Thursday, February 21, 2013
Stop In the Name of Love
My heart is so heavy right now and I realize I can only go within myself, seek out my Heavenly Father and relinquish my suffering to His holy grace.
It appears that everything is not as it seemed to be. And I. am. devastated.
I have written before about an up and down relationship with an extended family member. I believe the last post I ever wrote about it was in excitement and anticipation of what the future held for a new chapter in this relationship. And somehow, I was getting ahead of myself. Somehow I was deceived into thinking it could be anything but what it has always been before.
So here I am, drowning in the wake of yet another unfortunate misunderstanding in which the villain cape has been taped upon my back. It's probably my fault. Naturally, or maybe because I was taught to be this way, I ask a hundred questions and try to figure things out so that I can understand. I say things (admittedly not always with tact) and keep chiseling away at something until I FINALLY UNDERSTAND IT. I can't stand NOT getting it. Especially when not getting it also means that things are unresolved. But somehow, for some people this means that I am arguing. I am just really confused.

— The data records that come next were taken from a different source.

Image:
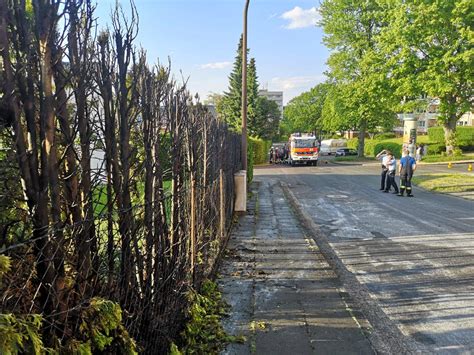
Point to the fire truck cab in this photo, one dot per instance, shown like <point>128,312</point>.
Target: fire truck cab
<point>303,149</point>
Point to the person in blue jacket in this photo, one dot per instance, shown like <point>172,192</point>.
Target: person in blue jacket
<point>406,168</point>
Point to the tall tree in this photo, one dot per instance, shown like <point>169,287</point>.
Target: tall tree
<point>267,119</point>
<point>229,108</point>
<point>303,113</point>
<point>429,46</point>
<point>252,97</point>
<point>351,27</point>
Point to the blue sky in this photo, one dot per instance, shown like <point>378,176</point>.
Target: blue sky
<point>201,36</point>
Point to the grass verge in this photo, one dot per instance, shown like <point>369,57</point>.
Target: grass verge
<point>442,159</point>
<point>355,159</point>
<point>445,182</point>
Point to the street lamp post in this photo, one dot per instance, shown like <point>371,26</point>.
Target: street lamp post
<point>240,177</point>
<point>244,88</point>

In the past few weeks I have been dragged into something that isn't my business to be in and then ridiculed for not wanting to be in it. I have also been told not once, not twice but THREE times that I am disappointing in various ways. The last time was this afternoon. To tell you the truth, I disappoint myself. Because I don't know when to just step the hell out of the way and let the Holy Spirit work. I don't know how to stop chiseling my way to enlightenment when clearly, that's not something I am allowed to have at this moment in time. I'm meant to be in the dark. Because often, darkness is what is needed for secret things to take place; i.e. a growth, a process, a change...in one heart or another or both. I. can't. do. it. The light is not mine to have.
Somewhere in the dark I have to remember that no matter what, I am to Love.
Sometimes, loving does not equal understanding. Darn it, I forget that so often.
SO, as much as I wanted to reply to the last delivery of how much of a disappointment I am, as much as I wanted to ask so many more questions, call the person out on making yet another statement of untruth, as much as I really really really wanted to chip away until I found the root, I didn't. I couldn't. Because I realized that LOVE should've kicked in about 2 emails ago in a more tangible way on my part. I FELT my love flowing, the compassion and heartache over such a broken person, I knew it was there but I ignored what I was really meant to do with it in this horrendously unfair situation.
It finally dawned on me as I leaned over my counter reading this message, my breath literally hanging in the air, tears streaming down my face, that I had failed miserably in my quest to love someone who has no idea what real love looks like. In the 9 years that I've known this person, God has convicted me SO MANY times of my duty to love and teach love, especially to other broken people who just don't get it yet. And sometimes I forget that. Sometimes, my flesh speaks louder than my heart. Sometimes, the pain I feel is like a thousand daggers so much that it blinds me. Sometimes my own brokenness deceives me.
I have failed before. I probably will fail again.
But this time.... Nay. I will not. This time, I will walk away. I will step aside for the Holy Spirit to do whatever is needed. I've said it before and I'll say it again...sometimes loving someone means just praying for them from afar. And not continuing to chip away in vain. I will stop trying to understand. I will stop trying to explain that what they think is not the truth. I will stop worrying about whether or not it will be resolved. In the name of Love; I will stop.